W umyśle Huberta narastający strach przed tłumem został pokonany pragnieniem, by głosić wiedzę nieświadomym, która to grupa obejmowała wszystkich oprócz niego. Złapał się za klapy surduta i odchrząknął.
— No cóż, problem polega na tym, że w kategorii siły roboczej golemy są w stanie wykonać dziennie pracę stu dwudziestu tysięcy ludzi.

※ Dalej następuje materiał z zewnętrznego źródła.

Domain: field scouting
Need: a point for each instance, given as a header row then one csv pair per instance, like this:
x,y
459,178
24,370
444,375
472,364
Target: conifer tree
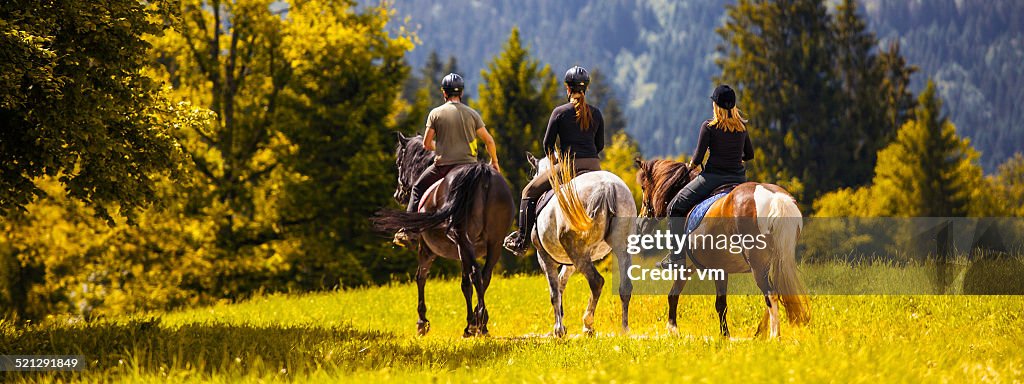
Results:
x,y
515,100
929,170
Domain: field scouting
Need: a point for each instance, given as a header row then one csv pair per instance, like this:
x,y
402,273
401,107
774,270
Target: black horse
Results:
x,y
465,215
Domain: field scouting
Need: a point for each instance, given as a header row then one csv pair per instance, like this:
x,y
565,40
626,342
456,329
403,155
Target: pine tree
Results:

— Pomyślcie, ile mogą zrobić dla miasta! — wykrzyknął pan Cowslick z Gildii Mechaników.
— No tak. Przede wszystkim pozbawią pracy sto dwadzieścia tysięcy ludzi — odparł Hubert. — Ale to dopiero początek. Nie potrzebują jedzenia, ubrania ani mieszkań. Większość ludzi wydaje swoje pieniądze na żywność, schronienie, odzież, rozrywki oraz, nie najmniejszą część, na podatki. Na co wydałyby je golemy? Popyt na wiele produktów by spadł, co skutkowałoby wzrostem bezrobocia. Albowiem kluczowa jest cyrkulacja. Pieniądze krążą, po drodze generując bogactwo.
— Twierdzi pan, mam wrażenie, że te stwory zmienią nas w żebraków — zdziwił się Vetinari.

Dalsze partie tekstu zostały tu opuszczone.